Dia tercengang ketika mendapati kamar istrinya yang begitu kosong dan bersih.

Dimana barang-barang milik Ara yang biasanya bertebaran di dalam kamar?

Foto pernikahan mereka juga Wei lihat sudah tidak lagi tergantung di dinding kamar.

Dengan cemas Wei membuka lemari pakaian Ara. Sesuai perkiraan, di sana dia juga melihat tidak ada satupun pakaian yang tersisa.

“Dia kabur?” gumam Wei merasa tidak percaya pada pemikirannya sendiri.

“Tuan ... ada surat di ruang kerja Tuan dari Nyonya,” kata kepala pelayan dari luar kamar.

Dia tahu tuannya pasti terkejut melihat semua barang milik istrinya menghilang tanpa bekas.

“Surat?”

“Ya.”

“Dia pergi?”

“Ya.”

“Kemana?”

“Nyonya tidak bilang, tapi mungkin surat di ruang kerja Tuan bisa menjelaskan tentang kepergiannya,” kata kepala pelayan sambil menundukkan kepalanya.

Dia telah melihat surat cerai dan cincin kawin itu. Jujur dia sangat menyayangkan jika tuan dan nyonyanya sampai bercerai.

Dalam pandangannya, keduanya adalah pasangan yang sangat cocok dan serasi jika saja sikap tuannya tidak berubah menjadi dingin dan tidak berperasaan.

Kepala pelayan telah melihat bagaimana pandangan nyonyanya menjadi redup dan sedih saat melihat suaminya ada di berita dan menunjukkan kedekatannya dengan sang sekretaris yang merupakan teman satu kampusnya.

Wei yang mendengar Ara meninggalkan sebuah surat, langsung keluar dari kamar Ara dan bergegas menuju ruang kerjanya.

Perlahan Wei menghampiri meja kerjanya ....

Dia mengambil surat itu dan tertegun ketika melihat surat lain yang ada di bawah surat yang saat ini sedang dipegangnya.

Itu surat cerai yang sudah ditandatangani oleh istrinya!

Dengan tangan gemetar Wei mengambil surat cerai tersebut dan terkejut ketika melihat sebuah cincin yang jatuh dari atas meja ke lantai.

Itu cincin kawin Ara!

Wei memungut cincin tersebut dan terduduk lemas di kursi kerjanya. Dia benar-benar tidak percaya kalau Ara akan mengambil jalan perceraian seperti ini setelah menghadapi sikap dinginnya.

Padahal bukan ini yang Wei inginkan. Mengapa Ara tidak mengerti maksud hatinya?

“Aku sungguh tidak menginginkan akhir yang seperti ini.

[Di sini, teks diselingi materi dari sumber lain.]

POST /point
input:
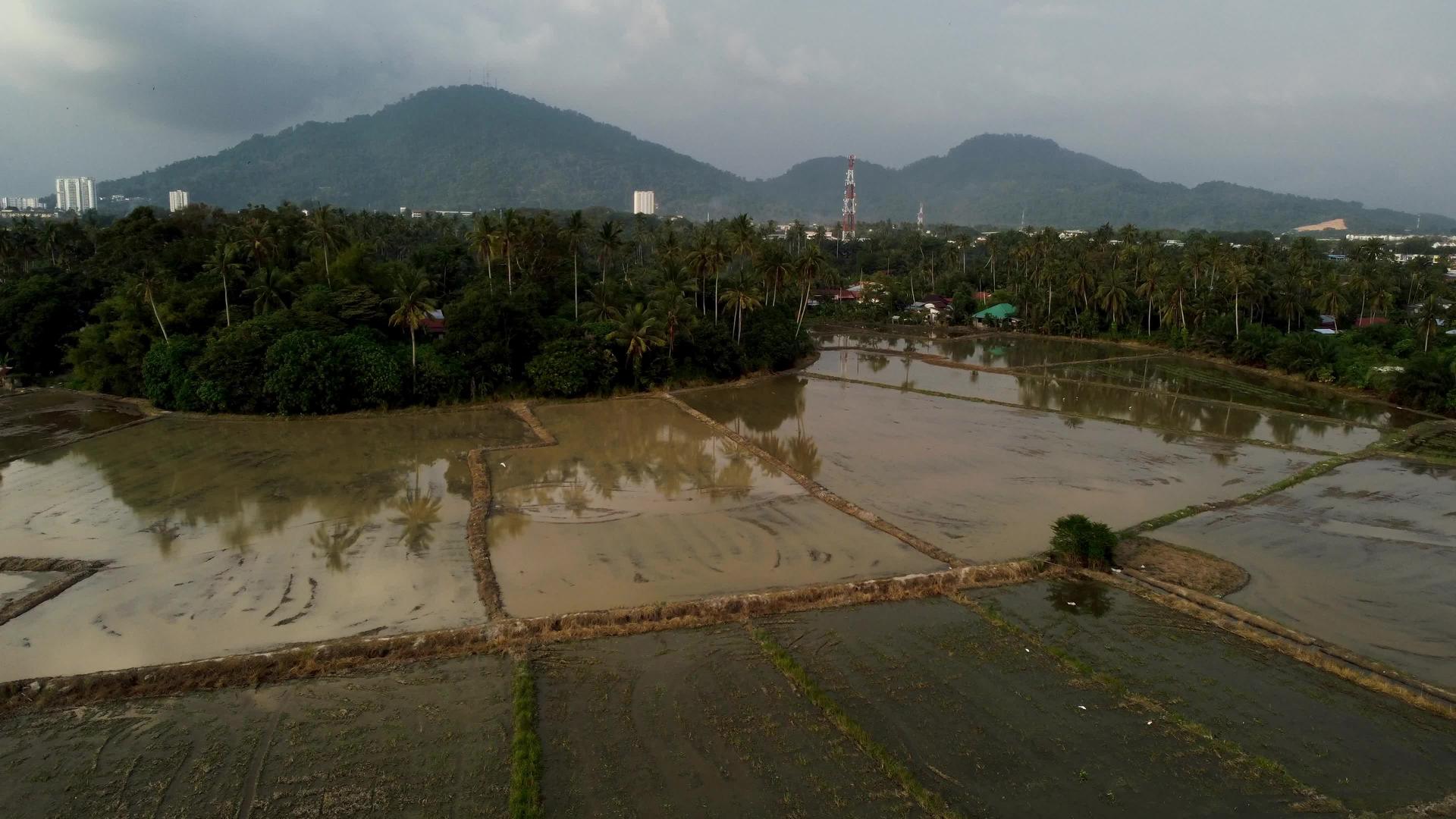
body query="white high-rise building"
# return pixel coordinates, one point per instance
(76, 194)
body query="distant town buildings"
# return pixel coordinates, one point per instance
(644, 202)
(76, 194)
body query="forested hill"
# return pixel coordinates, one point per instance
(471, 148)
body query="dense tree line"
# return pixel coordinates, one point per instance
(1250, 297)
(319, 311)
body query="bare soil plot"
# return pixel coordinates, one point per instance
(999, 730)
(239, 535)
(1363, 557)
(1103, 401)
(693, 723)
(1204, 379)
(641, 503)
(422, 741)
(1369, 751)
(983, 482)
(50, 417)
(18, 585)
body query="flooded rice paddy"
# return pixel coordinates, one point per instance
(1363, 557)
(226, 537)
(52, 417)
(984, 482)
(1006, 352)
(641, 503)
(1139, 407)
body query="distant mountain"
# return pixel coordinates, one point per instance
(468, 148)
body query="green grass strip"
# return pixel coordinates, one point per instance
(929, 800)
(526, 746)
(1225, 749)
(1312, 471)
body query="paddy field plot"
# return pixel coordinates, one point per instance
(1002, 730)
(433, 739)
(1037, 391)
(693, 723)
(228, 537)
(639, 503)
(1369, 751)
(1193, 378)
(977, 480)
(52, 417)
(1363, 557)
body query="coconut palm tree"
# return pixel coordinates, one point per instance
(147, 283)
(413, 305)
(810, 265)
(574, 232)
(481, 241)
(325, 234)
(223, 265)
(268, 289)
(638, 331)
(743, 297)
(673, 312)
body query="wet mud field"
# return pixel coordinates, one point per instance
(427, 741)
(1053, 697)
(983, 482)
(42, 419)
(639, 503)
(229, 537)
(1363, 557)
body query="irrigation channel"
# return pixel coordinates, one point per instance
(804, 595)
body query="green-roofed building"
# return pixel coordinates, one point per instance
(999, 312)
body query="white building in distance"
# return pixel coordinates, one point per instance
(76, 194)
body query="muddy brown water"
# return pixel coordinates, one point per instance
(1106, 401)
(228, 537)
(52, 417)
(1002, 730)
(641, 503)
(1008, 352)
(979, 480)
(1204, 379)
(1372, 752)
(1363, 557)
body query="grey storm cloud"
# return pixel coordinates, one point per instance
(1323, 98)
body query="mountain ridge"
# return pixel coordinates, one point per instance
(468, 148)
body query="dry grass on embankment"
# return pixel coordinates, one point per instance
(373, 653)
(76, 570)
(819, 490)
(1310, 651)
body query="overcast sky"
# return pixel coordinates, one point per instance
(1331, 98)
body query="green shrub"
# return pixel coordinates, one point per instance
(1082, 541)
(303, 375)
(166, 373)
(571, 368)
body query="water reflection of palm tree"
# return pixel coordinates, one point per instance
(419, 513)
(334, 544)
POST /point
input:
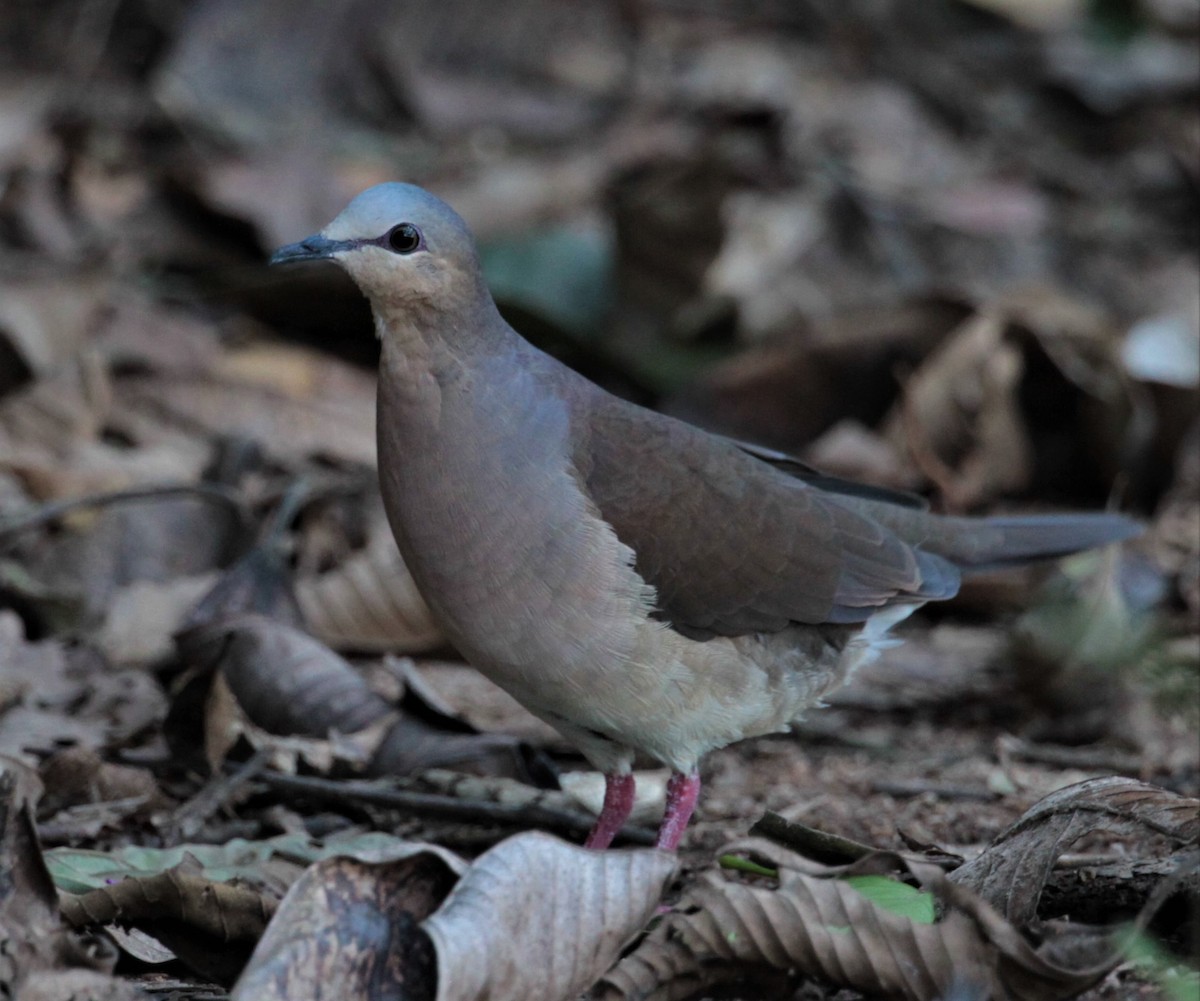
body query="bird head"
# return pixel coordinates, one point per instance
(403, 247)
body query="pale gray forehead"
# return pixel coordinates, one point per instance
(377, 209)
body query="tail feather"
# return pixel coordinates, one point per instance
(995, 543)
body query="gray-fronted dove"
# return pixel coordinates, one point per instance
(639, 583)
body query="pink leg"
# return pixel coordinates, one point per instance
(618, 804)
(683, 791)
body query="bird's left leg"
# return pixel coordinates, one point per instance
(683, 791)
(618, 804)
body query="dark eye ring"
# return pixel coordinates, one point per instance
(405, 238)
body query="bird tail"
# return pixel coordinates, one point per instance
(995, 543)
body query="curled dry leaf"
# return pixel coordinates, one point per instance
(35, 946)
(210, 925)
(1011, 874)
(817, 924)
(349, 930)
(370, 603)
(539, 919)
(287, 683)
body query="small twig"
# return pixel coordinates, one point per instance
(819, 845)
(447, 807)
(1099, 759)
(187, 820)
(58, 509)
(941, 790)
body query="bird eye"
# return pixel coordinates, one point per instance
(405, 238)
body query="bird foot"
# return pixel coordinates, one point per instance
(618, 804)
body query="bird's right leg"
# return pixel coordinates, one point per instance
(618, 804)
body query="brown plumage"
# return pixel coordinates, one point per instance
(637, 582)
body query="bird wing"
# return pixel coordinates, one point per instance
(732, 544)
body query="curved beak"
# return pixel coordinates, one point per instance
(313, 249)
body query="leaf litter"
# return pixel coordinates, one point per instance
(809, 227)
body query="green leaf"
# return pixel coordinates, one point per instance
(745, 865)
(78, 870)
(895, 897)
(1179, 981)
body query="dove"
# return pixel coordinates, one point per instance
(646, 587)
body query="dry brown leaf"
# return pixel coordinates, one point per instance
(340, 424)
(348, 930)
(282, 682)
(816, 924)
(1015, 867)
(143, 617)
(45, 419)
(960, 417)
(34, 942)
(539, 919)
(49, 318)
(157, 535)
(370, 601)
(210, 925)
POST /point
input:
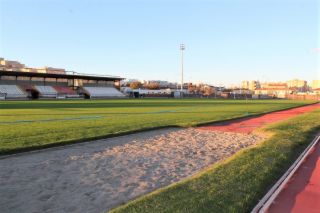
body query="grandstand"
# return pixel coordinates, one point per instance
(32, 85)
(102, 92)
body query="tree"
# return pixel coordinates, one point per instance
(135, 85)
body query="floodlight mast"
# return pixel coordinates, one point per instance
(182, 48)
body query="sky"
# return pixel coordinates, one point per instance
(226, 40)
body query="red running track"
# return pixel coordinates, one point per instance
(302, 193)
(247, 125)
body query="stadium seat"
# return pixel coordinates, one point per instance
(66, 92)
(46, 91)
(103, 92)
(12, 91)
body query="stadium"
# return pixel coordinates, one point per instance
(32, 85)
(210, 106)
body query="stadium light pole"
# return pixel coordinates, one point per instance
(182, 48)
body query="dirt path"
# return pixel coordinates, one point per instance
(96, 176)
(247, 125)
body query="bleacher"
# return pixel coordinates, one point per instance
(46, 91)
(103, 92)
(12, 92)
(66, 92)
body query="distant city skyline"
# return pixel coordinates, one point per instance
(226, 41)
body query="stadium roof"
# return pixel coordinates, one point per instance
(66, 76)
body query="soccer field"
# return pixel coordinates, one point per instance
(36, 124)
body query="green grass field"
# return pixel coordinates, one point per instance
(237, 184)
(34, 124)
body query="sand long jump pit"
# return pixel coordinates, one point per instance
(96, 176)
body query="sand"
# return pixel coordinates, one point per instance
(99, 175)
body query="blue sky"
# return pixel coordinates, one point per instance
(226, 40)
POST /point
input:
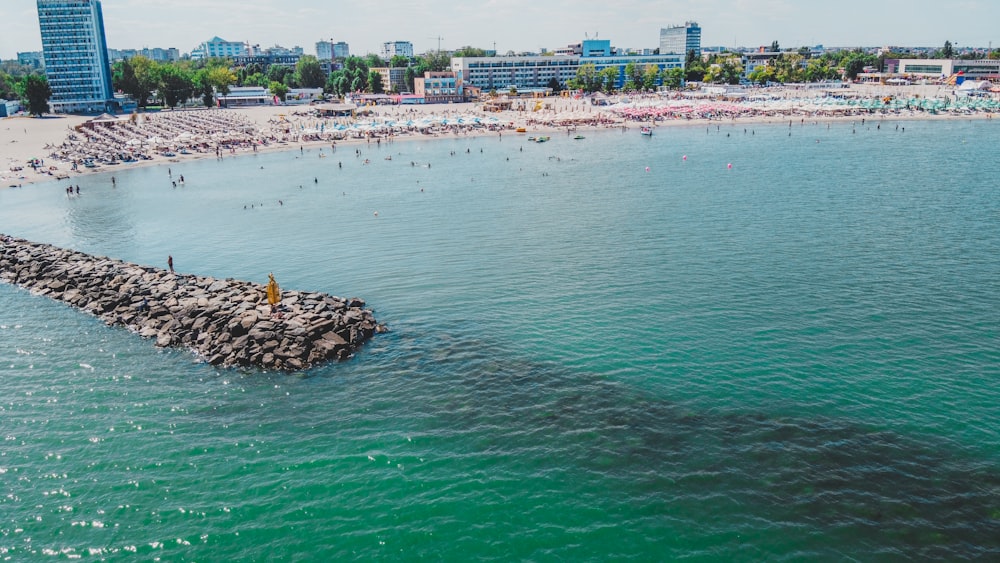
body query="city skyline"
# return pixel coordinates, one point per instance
(519, 25)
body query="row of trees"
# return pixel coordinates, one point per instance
(18, 82)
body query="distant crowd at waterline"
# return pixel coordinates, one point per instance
(175, 135)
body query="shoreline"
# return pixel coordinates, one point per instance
(26, 138)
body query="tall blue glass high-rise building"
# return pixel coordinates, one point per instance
(681, 39)
(76, 55)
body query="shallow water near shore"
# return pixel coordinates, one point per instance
(794, 357)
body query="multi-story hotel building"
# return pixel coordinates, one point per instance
(218, 47)
(393, 79)
(393, 48)
(502, 73)
(341, 50)
(680, 39)
(76, 55)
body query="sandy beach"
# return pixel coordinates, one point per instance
(175, 136)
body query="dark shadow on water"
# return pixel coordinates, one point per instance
(856, 490)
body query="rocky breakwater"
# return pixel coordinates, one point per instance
(227, 322)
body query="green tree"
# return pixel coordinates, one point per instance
(203, 87)
(408, 75)
(309, 73)
(608, 76)
(35, 92)
(633, 77)
(137, 77)
(694, 68)
(278, 89)
(176, 85)
(337, 84)
(221, 78)
(650, 76)
(375, 82)
(673, 78)
(8, 86)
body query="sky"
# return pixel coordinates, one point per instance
(522, 25)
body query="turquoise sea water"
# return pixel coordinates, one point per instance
(794, 358)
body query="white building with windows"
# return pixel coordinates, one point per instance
(218, 47)
(76, 55)
(502, 73)
(324, 50)
(680, 39)
(392, 48)
(341, 50)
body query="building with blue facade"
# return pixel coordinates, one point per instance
(680, 39)
(76, 55)
(438, 88)
(502, 73)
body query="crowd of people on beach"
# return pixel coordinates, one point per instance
(110, 140)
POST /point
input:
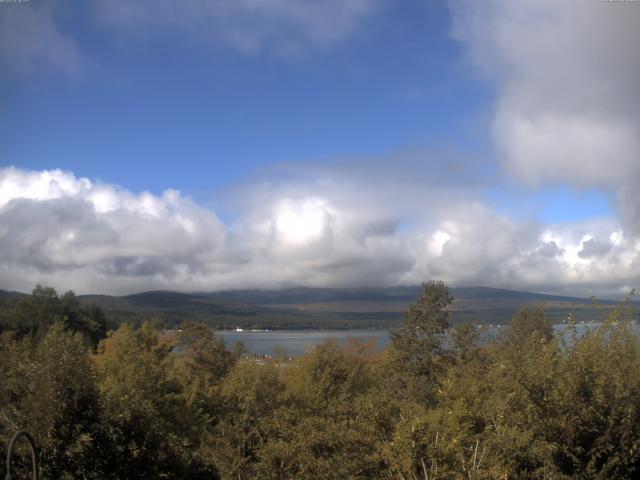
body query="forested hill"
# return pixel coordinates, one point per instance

Ara ... sampai kapanpun aku tidak akan pernah menceraikanmu!” kata Wei sambil merobek surat perceraian di tangannya hingga menjadi serpihan kecil.

Wei ingin mengejar Ara ke bandara, tapi dia tahu itu sudah tidak mungkin.

Di penerbangan pesawat Indonesia menuju Prancis ....

“Halo, namaku Lanara, apakah kamu asli Indonesia?” tanya Lana ramah.

“Ya aku asli Indonesia. Namaku Ara Laksmi Damayanti. Kamu bisa memanggilku Ara,” jawab Ara tidak kalah ramah.

“Ara? ... hei! Nama panggilanku di rumah juga Ara!”

“Benarkah?”

“Iya ... coba kamu lihat kalungku ini. Di depan liontinnya bertulis Lana tapi di belakangnya ada tulisan Ara. Ini liontin yang bisa dipakai depan belakang.”

Lana menunjukkan kalung yang awalnya sedang dia pakai dan menyerahkannya kepada Ara untuk dilihat.

Ara memegang kalung Lana dan melihatnya bolak balik. Memang benar ada tulisan Ara di belakang tulisan Lana yang dihiasi dengan ukiran bunga.

Namun ... perhatian Ara pada kalung itu terpecah ketika dia merasakan badan pesawat mulai bergetar dan berguncang keras.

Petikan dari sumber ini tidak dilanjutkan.